The religion of success worship unmasked
That brings us to Silicon Valley, the place. The corporations there, and the American press, in a more or less diffuse way, are insanely trying to build a town on a mystery–to say they know at least where innovation will happen–to create a religion. Silicon Valley the show is an attack on the attempt to build that religion. That’s needful because America suffers from a new kind of success worship. People always find it hard to argue with success, but now we’re facing a worse danger implicit in the belief in progress. Progress has to start somewhere—wherever it does, that place is really in the future compared to the rest of the world. Well, there are social consequences to that implicit hierarchy: Success worship is advancing into a new phase–anticipated worship of success as yet unachieved.
If nobody outside the place can judge what’s happening inside, how do you know if the changes taking place are really progress? Twitter and facebook are new: Are they progress? Snapchat—is that progress? Billions of people bring these things into their lives—billions of dollars are bet on the success of these businesses. Is that the proof of progress, or merely the consequence of assuming progress has occurred? The comic poet wants a way to escape that kind of conformism, so he gives us a hero who actually comes up with something new that he cannot quite control. It turns out, nobody knows how to deal with him and few care about the opportunity to make progress happen. If you find the social situation plausible, this is pretty worrisome stuff…
You can dismiss this criticism as mere story, but there are amounts of money beyond your imagination not used for anything because the tech-genius businesses who own the money have no ideas they want to pursue. And there are other enormous fortunes, though not comparable, wasted on crooks and cons who sucker supposedly savvy people who prove to be too foolish to look closely at the claim to prestige by way of progress. On the one hand, there are the genius people who cannot find anything worth buying–on the other, there are people trying to buy stuff they’re too stupid to know does not exist. Either way, the future is in crisis.
“Silicon Valley“ is about trying to make something new and about who the people are who might invent new things. The strangest thing about the show is that it exists in the first place. In our times, the interesting things about America tend to be things that don’t happen.
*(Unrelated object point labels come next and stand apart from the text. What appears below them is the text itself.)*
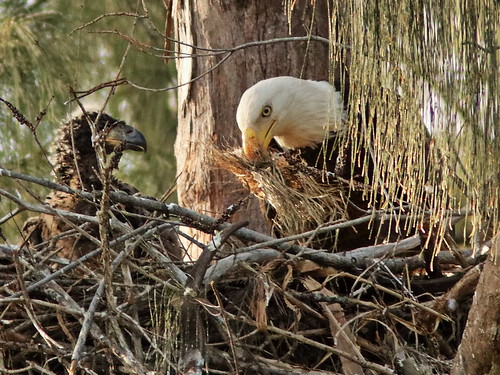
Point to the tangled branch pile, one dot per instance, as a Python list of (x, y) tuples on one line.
[(271, 307)]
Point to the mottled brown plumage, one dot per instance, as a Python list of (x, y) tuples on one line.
[(76, 165)]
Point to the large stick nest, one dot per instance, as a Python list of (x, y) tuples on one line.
[(284, 309), (303, 198)]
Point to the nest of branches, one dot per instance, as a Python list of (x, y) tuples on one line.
[(301, 198), (267, 306)]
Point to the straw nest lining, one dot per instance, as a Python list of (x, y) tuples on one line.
[(303, 198)]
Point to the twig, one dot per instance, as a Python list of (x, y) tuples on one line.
[(327, 348)]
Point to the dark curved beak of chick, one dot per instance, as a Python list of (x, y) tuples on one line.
[(128, 136)]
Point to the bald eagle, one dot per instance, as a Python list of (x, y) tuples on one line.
[(308, 118), (76, 165)]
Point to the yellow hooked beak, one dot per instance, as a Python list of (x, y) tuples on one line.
[(255, 143)]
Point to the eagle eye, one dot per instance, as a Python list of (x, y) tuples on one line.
[(266, 111)]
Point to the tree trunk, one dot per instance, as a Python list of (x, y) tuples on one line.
[(207, 106), (479, 351)]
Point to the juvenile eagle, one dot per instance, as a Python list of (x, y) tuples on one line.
[(76, 166), (307, 118)]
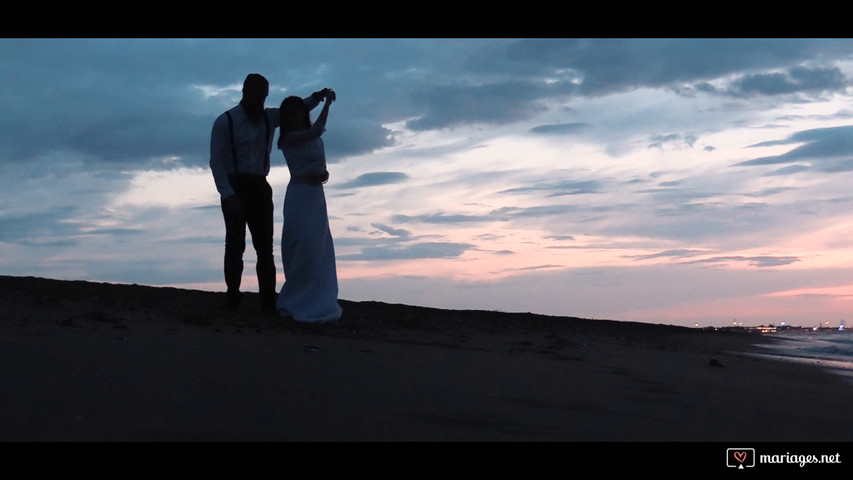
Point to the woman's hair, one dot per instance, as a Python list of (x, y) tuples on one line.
[(292, 104)]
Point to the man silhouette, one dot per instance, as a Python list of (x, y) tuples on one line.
[(240, 144)]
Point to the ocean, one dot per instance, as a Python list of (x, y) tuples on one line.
[(829, 349)]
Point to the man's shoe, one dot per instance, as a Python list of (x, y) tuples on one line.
[(234, 300)]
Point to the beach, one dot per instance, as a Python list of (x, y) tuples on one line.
[(88, 361)]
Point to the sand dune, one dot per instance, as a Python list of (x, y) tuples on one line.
[(88, 361)]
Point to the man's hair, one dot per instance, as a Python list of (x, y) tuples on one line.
[(255, 80)]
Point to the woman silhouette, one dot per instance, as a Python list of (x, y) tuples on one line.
[(310, 291)]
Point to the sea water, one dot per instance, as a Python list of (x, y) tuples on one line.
[(829, 349)]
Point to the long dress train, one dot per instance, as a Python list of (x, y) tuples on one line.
[(310, 290)]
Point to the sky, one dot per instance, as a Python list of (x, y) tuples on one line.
[(681, 181)]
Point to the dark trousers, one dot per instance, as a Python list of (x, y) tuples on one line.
[(255, 196)]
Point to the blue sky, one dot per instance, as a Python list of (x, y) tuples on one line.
[(679, 181)]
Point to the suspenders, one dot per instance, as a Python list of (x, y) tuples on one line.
[(234, 145)]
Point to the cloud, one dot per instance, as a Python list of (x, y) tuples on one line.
[(561, 128), (755, 261), (796, 80), (819, 145), (394, 232), (560, 187), (408, 252), (374, 179)]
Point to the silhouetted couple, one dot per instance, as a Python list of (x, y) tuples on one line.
[(240, 146)]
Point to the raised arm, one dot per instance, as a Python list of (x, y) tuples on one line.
[(298, 137)]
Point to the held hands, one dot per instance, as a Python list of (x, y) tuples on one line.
[(325, 94)]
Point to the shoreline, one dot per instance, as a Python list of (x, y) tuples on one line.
[(105, 362)]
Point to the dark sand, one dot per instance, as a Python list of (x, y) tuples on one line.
[(101, 362)]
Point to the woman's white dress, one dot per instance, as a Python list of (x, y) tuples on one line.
[(310, 290)]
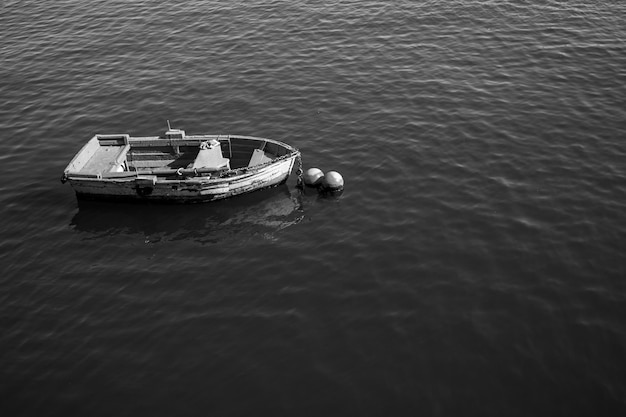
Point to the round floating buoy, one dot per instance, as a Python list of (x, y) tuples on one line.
[(332, 181), (313, 177)]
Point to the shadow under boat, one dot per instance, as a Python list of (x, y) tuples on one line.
[(258, 213)]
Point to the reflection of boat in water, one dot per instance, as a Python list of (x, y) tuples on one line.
[(259, 213)]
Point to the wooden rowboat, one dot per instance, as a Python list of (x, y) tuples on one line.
[(178, 168)]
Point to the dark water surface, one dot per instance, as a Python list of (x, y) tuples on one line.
[(474, 265)]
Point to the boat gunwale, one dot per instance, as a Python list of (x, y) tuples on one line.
[(190, 174)]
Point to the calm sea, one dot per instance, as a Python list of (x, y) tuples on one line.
[(474, 265)]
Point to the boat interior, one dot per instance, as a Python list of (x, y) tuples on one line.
[(122, 153)]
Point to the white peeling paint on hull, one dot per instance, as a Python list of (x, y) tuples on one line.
[(191, 190)]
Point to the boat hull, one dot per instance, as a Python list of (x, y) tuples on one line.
[(189, 190), (184, 169)]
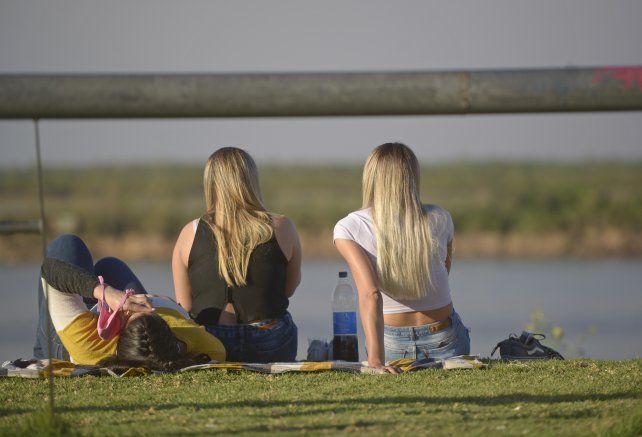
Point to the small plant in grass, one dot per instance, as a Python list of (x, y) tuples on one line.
[(556, 336)]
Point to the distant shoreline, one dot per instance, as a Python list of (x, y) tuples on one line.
[(603, 244)]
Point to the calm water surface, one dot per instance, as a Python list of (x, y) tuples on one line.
[(494, 298)]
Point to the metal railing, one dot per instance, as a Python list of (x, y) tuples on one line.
[(321, 94)]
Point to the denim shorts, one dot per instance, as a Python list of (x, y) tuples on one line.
[(417, 342), (259, 342)]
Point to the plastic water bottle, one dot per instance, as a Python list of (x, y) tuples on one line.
[(344, 321)]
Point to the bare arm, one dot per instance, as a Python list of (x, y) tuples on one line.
[(370, 301), (180, 258), (289, 242)]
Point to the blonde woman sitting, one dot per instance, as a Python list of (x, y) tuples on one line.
[(400, 254), (236, 267)]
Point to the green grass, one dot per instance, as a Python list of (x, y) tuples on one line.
[(487, 197), (581, 397)]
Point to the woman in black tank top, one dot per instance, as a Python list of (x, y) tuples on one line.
[(236, 267)]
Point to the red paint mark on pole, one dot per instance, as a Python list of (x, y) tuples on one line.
[(627, 76)]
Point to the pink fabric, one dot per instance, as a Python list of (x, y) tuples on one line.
[(110, 323)]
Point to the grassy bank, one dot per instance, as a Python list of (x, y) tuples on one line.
[(499, 209), (580, 397)]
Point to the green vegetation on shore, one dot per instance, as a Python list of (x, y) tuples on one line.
[(500, 199), (578, 397)]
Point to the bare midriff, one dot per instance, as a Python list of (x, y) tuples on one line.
[(418, 318)]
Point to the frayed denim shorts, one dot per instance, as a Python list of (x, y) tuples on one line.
[(268, 342), (417, 342)]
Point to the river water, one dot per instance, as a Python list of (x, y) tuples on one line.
[(598, 303)]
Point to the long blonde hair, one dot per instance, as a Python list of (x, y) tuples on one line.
[(404, 241), (235, 211)]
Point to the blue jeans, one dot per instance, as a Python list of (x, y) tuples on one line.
[(72, 250), (258, 344), (417, 342)]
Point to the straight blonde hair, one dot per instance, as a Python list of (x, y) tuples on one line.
[(404, 241), (235, 211)]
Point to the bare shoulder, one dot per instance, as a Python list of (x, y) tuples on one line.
[(282, 224)]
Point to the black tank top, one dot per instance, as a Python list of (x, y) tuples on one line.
[(262, 298)]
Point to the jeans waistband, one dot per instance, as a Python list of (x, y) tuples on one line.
[(421, 330)]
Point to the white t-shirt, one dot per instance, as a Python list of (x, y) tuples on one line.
[(358, 227)]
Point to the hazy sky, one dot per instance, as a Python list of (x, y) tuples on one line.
[(281, 36)]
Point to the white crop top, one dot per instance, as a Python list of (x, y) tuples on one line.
[(358, 227)]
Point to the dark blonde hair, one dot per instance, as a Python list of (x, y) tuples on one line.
[(235, 211), (404, 241)]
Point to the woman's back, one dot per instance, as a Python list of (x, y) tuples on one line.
[(263, 296), (358, 226)]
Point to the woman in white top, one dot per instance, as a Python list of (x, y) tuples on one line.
[(400, 253)]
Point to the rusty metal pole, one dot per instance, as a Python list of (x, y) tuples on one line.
[(322, 94)]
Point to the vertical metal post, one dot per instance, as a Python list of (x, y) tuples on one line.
[(41, 200)]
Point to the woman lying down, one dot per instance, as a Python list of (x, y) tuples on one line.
[(145, 330)]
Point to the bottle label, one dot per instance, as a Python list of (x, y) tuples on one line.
[(344, 323)]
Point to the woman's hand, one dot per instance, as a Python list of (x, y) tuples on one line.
[(385, 369), (113, 297)]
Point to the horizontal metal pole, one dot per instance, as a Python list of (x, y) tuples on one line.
[(20, 227), (323, 94)]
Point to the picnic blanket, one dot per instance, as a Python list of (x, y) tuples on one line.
[(41, 368)]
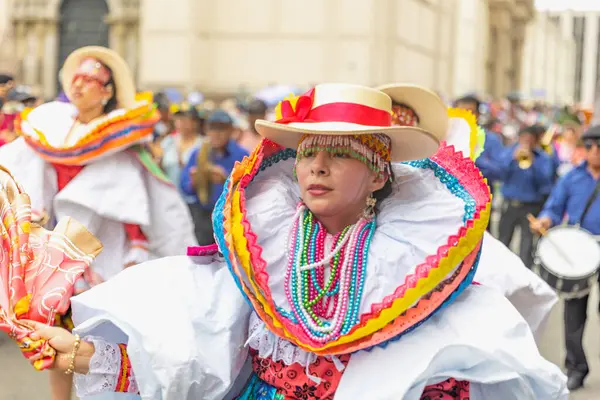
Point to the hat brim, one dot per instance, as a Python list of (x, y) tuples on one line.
[(124, 85), (432, 112), (408, 143)]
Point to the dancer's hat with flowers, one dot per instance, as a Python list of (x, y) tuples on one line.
[(344, 109)]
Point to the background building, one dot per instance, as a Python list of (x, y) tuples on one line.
[(581, 20), (548, 71), (452, 46)]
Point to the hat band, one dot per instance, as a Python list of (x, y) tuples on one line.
[(353, 113)]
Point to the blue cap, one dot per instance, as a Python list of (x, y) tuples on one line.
[(219, 117)]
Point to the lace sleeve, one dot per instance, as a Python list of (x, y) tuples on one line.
[(138, 245), (110, 371)]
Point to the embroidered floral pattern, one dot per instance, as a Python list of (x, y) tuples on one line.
[(276, 381), (450, 389)]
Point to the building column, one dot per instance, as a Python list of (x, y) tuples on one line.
[(590, 54), (20, 49), (116, 37), (500, 54), (518, 47), (131, 49), (50, 53), (383, 39)]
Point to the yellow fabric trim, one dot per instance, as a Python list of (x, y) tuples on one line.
[(240, 244), (22, 306), (425, 285), (472, 121)]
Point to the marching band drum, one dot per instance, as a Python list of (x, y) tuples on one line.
[(568, 258)]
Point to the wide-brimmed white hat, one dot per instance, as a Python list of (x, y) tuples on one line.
[(124, 85), (430, 109), (344, 109)]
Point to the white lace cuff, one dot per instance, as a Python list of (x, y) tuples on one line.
[(137, 253), (105, 366)]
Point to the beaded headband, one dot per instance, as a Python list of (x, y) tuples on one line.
[(94, 69), (373, 149), (404, 115)]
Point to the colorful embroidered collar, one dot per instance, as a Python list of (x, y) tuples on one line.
[(112, 133), (425, 289)]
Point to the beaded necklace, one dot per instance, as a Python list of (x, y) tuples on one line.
[(326, 303)]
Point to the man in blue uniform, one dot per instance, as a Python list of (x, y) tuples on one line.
[(569, 200), (527, 172)]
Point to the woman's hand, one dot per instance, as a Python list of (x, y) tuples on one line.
[(63, 342)]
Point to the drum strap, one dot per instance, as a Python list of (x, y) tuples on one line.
[(590, 201)]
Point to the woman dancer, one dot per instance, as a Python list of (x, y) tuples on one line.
[(333, 255), (84, 160)]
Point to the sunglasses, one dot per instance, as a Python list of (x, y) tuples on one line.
[(589, 143)]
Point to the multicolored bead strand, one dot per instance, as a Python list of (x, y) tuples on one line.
[(326, 305)]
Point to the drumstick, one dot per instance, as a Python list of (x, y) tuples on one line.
[(543, 232)]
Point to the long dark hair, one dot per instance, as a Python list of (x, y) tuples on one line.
[(112, 103)]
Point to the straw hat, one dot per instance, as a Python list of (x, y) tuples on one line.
[(121, 74), (344, 109), (431, 110)]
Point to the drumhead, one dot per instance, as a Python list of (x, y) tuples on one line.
[(569, 252)]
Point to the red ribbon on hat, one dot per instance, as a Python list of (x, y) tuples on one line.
[(333, 112)]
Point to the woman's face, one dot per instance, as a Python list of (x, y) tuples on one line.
[(335, 187), (87, 93)]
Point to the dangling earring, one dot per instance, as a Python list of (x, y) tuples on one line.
[(369, 211)]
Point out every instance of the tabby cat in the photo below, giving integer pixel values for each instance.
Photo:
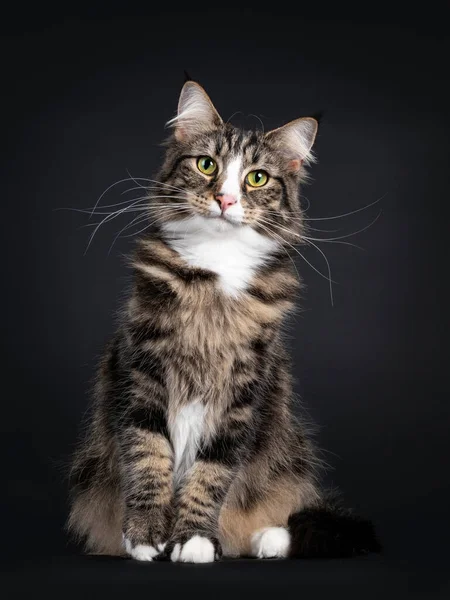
(192, 450)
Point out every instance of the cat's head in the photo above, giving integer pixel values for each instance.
(222, 177)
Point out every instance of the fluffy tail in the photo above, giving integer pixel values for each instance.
(330, 532)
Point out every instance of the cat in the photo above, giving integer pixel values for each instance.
(193, 450)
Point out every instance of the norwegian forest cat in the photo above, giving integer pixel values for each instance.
(193, 450)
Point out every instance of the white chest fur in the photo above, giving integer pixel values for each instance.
(234, 253)
(186, 429)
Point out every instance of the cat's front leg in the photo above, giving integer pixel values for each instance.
(200, 498)
(147, 473)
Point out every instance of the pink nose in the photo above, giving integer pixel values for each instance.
(225, 201)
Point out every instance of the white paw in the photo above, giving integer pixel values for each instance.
(198, 549)
(271, 542)
(141, 551)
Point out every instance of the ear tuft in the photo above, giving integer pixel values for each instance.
(196, 113)
(295, 140)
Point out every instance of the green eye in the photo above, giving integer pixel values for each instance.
(257, 178)
(206, 165)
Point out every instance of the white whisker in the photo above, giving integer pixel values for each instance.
(346, 214)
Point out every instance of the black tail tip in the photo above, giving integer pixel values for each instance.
(322, 533)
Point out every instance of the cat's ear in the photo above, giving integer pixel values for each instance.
(196, 113)
(295, 140)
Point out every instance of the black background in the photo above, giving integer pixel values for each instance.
(85, 100)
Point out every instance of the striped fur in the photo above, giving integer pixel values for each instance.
(193, 445)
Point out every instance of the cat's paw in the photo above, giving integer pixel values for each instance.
(271, 542)
(143, 552)
(197, 549)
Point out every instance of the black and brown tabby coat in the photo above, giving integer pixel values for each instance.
(188, 346)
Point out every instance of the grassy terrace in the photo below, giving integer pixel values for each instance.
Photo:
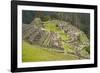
(34, 53)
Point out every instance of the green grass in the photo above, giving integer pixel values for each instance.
(34, 53)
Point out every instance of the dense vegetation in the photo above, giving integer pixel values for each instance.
(57, 35)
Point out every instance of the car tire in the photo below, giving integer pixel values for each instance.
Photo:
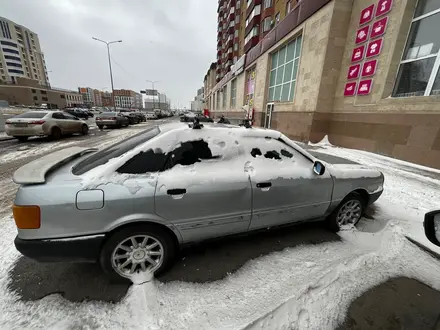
(349, 211)
(111, 247)
(55, 134)
(84, 129)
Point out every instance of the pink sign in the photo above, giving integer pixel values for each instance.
(379, 27)
(362, 34)
(369, 68)
(366, 15)
(374, 48)
(383, 7)
(358, 54)
(350, 89)
(353, 71)
(365, 87)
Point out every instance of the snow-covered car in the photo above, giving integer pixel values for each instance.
(130, 206)
(54, 124)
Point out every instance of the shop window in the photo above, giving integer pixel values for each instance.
(419, 69)
(284, 69)
(233, 92)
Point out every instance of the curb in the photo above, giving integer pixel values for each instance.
(424, 248)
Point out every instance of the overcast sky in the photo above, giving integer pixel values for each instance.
(173, 41)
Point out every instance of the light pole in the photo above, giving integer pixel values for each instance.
(110, 65)
(152, 84)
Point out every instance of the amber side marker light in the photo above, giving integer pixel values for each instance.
(26, 217)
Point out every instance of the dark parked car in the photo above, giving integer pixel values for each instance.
(77, 113)
(111, 119)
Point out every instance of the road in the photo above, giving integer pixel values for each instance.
(400, 303)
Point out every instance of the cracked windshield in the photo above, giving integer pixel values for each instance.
(220, 164)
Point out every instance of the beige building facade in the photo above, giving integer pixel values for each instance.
(304, 78)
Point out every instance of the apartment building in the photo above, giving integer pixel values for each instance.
(125, 98)
(242, 24)
(364, 72)
(20, 54)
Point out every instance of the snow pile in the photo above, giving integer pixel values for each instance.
(324, 142)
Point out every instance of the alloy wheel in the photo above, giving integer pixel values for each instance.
(140, 253)
(350, 213)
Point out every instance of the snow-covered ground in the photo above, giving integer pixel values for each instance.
(306, 287)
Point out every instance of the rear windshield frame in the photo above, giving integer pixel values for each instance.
(101, 157)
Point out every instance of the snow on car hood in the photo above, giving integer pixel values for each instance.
(351, 171)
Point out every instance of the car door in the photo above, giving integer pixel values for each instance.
(62, 122)
(284, 187)
(204, 192)
(74, 123)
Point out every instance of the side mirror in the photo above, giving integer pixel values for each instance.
(318, 168)
(432, 227)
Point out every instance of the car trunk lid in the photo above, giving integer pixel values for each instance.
(35, 172)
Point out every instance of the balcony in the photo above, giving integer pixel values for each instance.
(251, 43)
(253, 22)
(251, 6)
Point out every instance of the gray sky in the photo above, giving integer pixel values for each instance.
(173, 41)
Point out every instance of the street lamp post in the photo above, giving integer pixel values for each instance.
(110, 65)
(152, 84)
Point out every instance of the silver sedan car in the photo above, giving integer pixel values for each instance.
(54, 124)
(130, 206)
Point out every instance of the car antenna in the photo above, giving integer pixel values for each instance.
(196, 124)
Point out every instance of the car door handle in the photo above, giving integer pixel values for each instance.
(176, 191)
(264, 184)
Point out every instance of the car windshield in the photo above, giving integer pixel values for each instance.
(32, 114)
(103, 156)
(108, 114)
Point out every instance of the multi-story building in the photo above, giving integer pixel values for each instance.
(364, 72)
(97, 98)
(29, 92)
(88, 95)
(242, 24)
(20, 54)
(125, 98)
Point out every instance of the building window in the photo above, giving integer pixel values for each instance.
(12, 51)
(233, 92)
(267, 24)
(289, 6)
(419, 73)
(15, 71)
(284, 69)
(8, 43)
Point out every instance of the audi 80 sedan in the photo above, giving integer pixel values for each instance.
(132, 205)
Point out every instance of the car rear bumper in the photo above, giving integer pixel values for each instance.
(76, 249)
(24, 131)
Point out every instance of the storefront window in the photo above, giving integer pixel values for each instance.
(283, 73)
(418, 72)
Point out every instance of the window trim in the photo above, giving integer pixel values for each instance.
(435, 67)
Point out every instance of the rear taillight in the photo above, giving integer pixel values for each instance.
(26, 217)
(37, 122)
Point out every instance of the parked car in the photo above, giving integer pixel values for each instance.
(77, 113)
(130, 206)
(54, 124)
(150, 116)
(111, 119)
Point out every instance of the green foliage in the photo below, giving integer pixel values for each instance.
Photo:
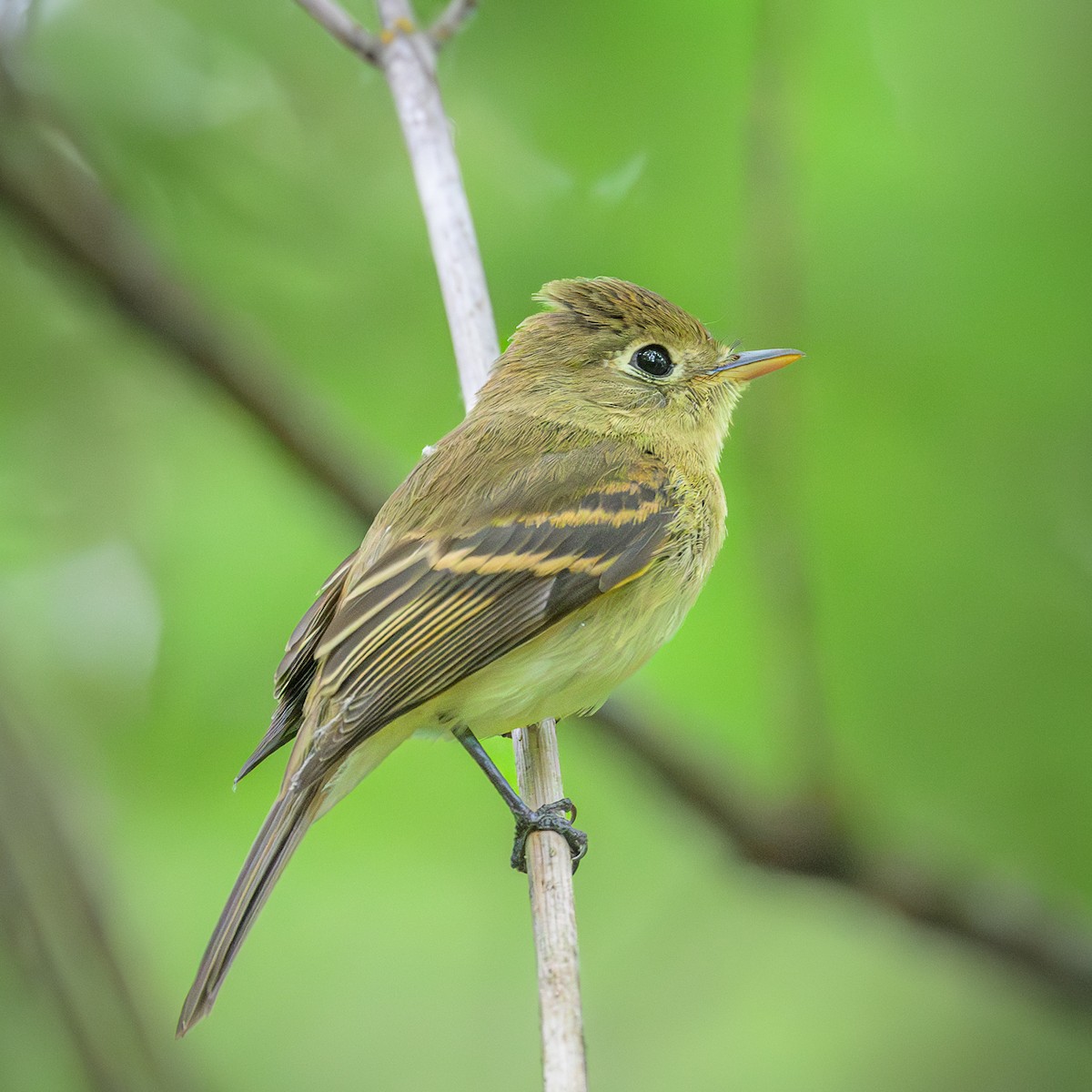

Every day, people make a living trying to explain why things can’t happen and why there’s no real future to work at. Partisan quarrels tend to be about who’s to blame for the fact that the future isn’t happening. Problems become more intractable and events more removed from our grasp in the telling than they are in reality. Well, here’s one exception to this tendency–“Silicon Valley“ bears this all-American burden with a sense of irony and shows that you can still get something done, at least in stories. But someone has to translate the savvy of the comic poet into worthwhile innovation for things to get better in America.